I believe the fear of creepy crawlies has been studied in more recent years. But there is some info about aversion to certain crawling insects from history: maybe not so much fear, as disgust. However, the attitude towards cockroaches, snakes, and so on, varies from culture to culture.

In Egypt, spells have been found on the carved scarabs which were buried with the dead. One such spell seeks Khnum's help in driving away cockroaches during the soul's journey to Du'at, stating ''Be far from me, O vile cockroach, for I am the god Khnum'

In ancient Greece, the cockroach might have been known by the name silphe. The Scholiast in the ''Peace" of Aristophanes says the sifphe is an ill-smelling insect. Aetius speaks of "the fat of the stinking silphe which inhabits houses." The epigrammatist Evenus speaks of the sifphe of the booksellers' shops, and applies to it the epithets: page eating, destructive, black-bodied. To Romans it might have been known as blatta. Pliny speaks of the disgusting nature of this insect, one kind of which is known by the name of Myloecon, and found in mills. In another place Pliny says, "It is the nature of the blatta to seek dark corners and to avoid the light ; they are very often found in baths."

Greek farmers beseeched the gods to protect them from destructive insects.



Any evolutionary explanation for it?
Most probably. As individuals who avoided contact to potentially dangerous snakes, poisonous bugs & frogs, etc. had a higher rate of survival. Over the time, the brain evolved into having these defensive circuits. The amygdala which sits on the front of the memory systems of the hippocampus plays a role in determining how dangerous something is for us, thus helping with survival


Some of this fear probably depends on experience & familiarity with said crawlies, but I’m guessing there’s probably also something innate about it as well to human nature.

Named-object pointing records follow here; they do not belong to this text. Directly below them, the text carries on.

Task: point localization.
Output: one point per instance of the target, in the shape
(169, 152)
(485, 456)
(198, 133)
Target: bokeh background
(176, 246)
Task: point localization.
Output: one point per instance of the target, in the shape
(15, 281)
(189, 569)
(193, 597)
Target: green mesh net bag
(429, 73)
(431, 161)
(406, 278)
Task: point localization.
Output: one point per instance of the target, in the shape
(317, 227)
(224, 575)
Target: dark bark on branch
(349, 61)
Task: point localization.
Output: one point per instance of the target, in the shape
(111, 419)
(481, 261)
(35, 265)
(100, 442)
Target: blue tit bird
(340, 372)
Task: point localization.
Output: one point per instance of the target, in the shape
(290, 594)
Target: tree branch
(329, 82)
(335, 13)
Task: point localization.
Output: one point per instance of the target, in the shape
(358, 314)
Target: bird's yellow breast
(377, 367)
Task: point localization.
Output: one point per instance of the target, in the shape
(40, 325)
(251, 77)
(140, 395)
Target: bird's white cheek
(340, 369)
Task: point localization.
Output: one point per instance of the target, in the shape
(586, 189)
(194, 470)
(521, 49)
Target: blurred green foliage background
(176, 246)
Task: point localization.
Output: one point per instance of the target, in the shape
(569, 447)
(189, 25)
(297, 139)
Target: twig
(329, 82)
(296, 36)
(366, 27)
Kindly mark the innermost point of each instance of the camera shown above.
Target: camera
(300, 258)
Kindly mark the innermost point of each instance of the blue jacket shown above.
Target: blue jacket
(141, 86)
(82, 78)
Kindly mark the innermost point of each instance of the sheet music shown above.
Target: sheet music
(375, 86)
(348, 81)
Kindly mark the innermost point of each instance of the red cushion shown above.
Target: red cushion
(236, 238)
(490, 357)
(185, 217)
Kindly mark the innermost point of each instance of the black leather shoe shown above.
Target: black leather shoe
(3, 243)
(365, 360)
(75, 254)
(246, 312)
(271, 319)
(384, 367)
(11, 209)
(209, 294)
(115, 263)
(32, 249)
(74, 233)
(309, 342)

Apparently, we are naturally more alert towards spiders and snakes, but do not carry innate fear towards them. However, we also evolved to learn vicariously, from other humans behavior, experiences (especially closed ones). Children are also very curious. He or she might grab an insect, a lizard, or a frog but if he/she gets bitten, will associate this experience with pain. But also will learn to be fearful, if a parent, becomes panicked and screams not to touch the insect, reptile, etc. Or the child might imitate the behavior and learn to be fearful if he/she sees parents or other people acting frightened by the crawlies.


In one study, (https://journals.sagepub.com/doi/10.1177/0963721410388801) the Rutgers University professor showed eight- to fourteen-month-old infants a series of photographs. By tracking the infants’ eye movements, she found they noticed photographs of snakes more quickly than those of flowers, suggesting the human brain, like the monkey’s, is primed to view these creatures differently. However, the infants didn’t appear afraid of these creatures, because they didn’t cry or show any other evidence of distress. That’s an important distinction, LoBue says, because it confirms we likely possess a natural alertness toward spiders and snakes, which could predispose us to become afraid of them later in life, but we don’t naturally fear them.